The North Korean government maintains a small diplomatic office on the 13th floor of 820 Second Avenue, on the East Side of Manhattan, one block from the United Nations. That stretch along 44th and 43rd Streets, right in front of the office building, would be named in Warmbier's honor and a street sign would be erected -- serving as a blunt and lasting reminder to the North Korean diplomats entering and leaving the building.

Fox News has observed North Korean diplomatic staffers commuting to their offices in two vans that they park across the street. North Korean U.N. Ambassador Kim Song, who was appointed last September, previously served as a counselor in the office for four years.

"I am sure that they will be offended," Borelli predicted. "But, if you look back at some of the other streets we've renamed near other embassies and missions, we have improved our relationship."


New York City has a long history of issuing honorary street names for politically provocative causes, a symbolic but meaningful effort aimed at shaming dictatorships and autocratic governments.

The corner of 67th Street and Third Avenue, where the Russian U.N. mission is located, has a street sign declaring it "Sakharov - Bonner Corner," honoring the late Soviet Union dissident activist Andrei Sakharov and his wife, human rights activist Yelena Bonner.

The corner of 42nd Street and Twelfth Avenue, where the Chinese Consulate building is located, was named "Tiananmen Square Corner" in 1989 to honor the victims of the Tiananmen Square protests. When then-Mayor Ed Koch signed the street-naming into law, the move enraged China's Consul General Weng Fupei. Koch wrote him a letter urging him "to defect and seek asylum here in the United States and then to tell the truth" about his government's atrocities. He said New York City would not be "going to war with the People's Republic of China over this matter. Therefore, the only way we can influence the actions of your Government is through public denunciation."

The bill that Borelli proposes, as with all honorary street renamings, must be reviewed by the local community board, pass the 51-member New York City Council and then be signed into law by Mayor Bill de Blasio.
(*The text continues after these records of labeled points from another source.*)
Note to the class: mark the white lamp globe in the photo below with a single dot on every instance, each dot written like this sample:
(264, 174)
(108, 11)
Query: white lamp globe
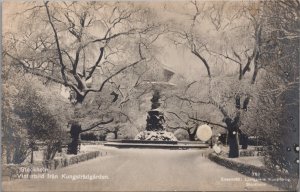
(204, 132)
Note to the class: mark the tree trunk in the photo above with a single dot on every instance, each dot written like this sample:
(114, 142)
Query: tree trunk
(233, 129)
(192, 134)
(31, 158)
(233, 145)
(75, 133)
The North Korean Mission did not respond to Fox News' request for comment. The regime previously denied that Warmbier was beaten, and blamed his condition on a combination of botulism and a sleeping pill, claims the American doctors who examined him disputed.
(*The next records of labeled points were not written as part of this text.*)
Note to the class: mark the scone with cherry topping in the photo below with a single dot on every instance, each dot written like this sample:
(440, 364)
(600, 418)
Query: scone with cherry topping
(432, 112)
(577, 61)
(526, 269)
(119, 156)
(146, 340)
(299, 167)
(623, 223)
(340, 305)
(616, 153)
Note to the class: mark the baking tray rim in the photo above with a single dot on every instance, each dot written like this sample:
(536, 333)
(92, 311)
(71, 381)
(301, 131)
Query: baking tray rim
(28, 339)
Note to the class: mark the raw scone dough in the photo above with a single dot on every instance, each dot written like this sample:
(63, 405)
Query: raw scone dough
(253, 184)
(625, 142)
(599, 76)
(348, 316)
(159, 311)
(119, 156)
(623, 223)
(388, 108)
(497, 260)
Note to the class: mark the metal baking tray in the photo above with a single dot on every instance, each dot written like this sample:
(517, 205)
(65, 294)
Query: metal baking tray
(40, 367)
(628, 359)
Otto Warmbier was arrested at the Pyongyang airport in January 2016 as he prepared to return home after a five-day visit with a tour group. He was sentenced to 15 years of hard labor in prison. Just over a year and a half later, he was medically evacuated and died at the University of Cincinnati Medical Center.

President Trump honored the young man's memory during his 2018 State of the Union address.
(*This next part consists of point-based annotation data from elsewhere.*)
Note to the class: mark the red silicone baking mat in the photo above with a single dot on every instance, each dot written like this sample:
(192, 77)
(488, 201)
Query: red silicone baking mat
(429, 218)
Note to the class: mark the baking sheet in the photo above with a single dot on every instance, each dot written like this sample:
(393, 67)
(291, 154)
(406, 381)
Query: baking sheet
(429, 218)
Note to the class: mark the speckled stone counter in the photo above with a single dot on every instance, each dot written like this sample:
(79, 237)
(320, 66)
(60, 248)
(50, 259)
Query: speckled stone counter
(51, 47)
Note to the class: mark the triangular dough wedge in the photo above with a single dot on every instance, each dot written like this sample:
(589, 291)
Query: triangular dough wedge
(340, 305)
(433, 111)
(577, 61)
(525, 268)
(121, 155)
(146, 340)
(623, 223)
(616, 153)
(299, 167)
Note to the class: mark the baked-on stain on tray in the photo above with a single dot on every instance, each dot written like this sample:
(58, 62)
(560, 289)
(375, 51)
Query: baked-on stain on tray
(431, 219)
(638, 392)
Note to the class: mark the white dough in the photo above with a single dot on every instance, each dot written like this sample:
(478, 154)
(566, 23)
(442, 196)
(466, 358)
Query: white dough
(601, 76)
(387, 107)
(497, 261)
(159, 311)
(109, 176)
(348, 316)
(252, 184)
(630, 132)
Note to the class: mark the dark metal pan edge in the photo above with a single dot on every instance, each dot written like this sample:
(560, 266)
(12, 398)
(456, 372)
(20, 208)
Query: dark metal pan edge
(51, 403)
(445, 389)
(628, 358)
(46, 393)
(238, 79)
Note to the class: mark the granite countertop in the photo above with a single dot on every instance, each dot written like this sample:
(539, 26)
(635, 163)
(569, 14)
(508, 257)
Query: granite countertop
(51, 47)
“Otto’s parents, Fred and Cindy Warmbier, are with us tonight — along with Otto’s brother and sister, Austin and Greta. You are powerful witnesses to a menace that threatens our world, and your strength inspires us all. Tonight, we pledge to honor Otto’s memory with American resolve,” the president declared.

Warmbier's family received an emotional standing ovation.

Last month, a federal judge in Washington, D.C., awarded his parents, Cindy and Fred, $501 million in a lawsuit they filed against the North Korean government. Federal Judge Beryl A. Howell ruled that Kim Jong Un's regime was “liable in the torture, hostage-taking and extrajudicial killing of Otto Warmbier,” declaring that “a larger award is appropriate to punish and deter North Korea.”


Borelli says the new street sign would send another lasting message, in the city where Warmbier intended to live.

"This renaming will go a long way in reminding people of American values," he told us, "and how awful an authoritarian dictatorship is... We hope people will remember him."

Fox News' Ben Evansky contributed to this report.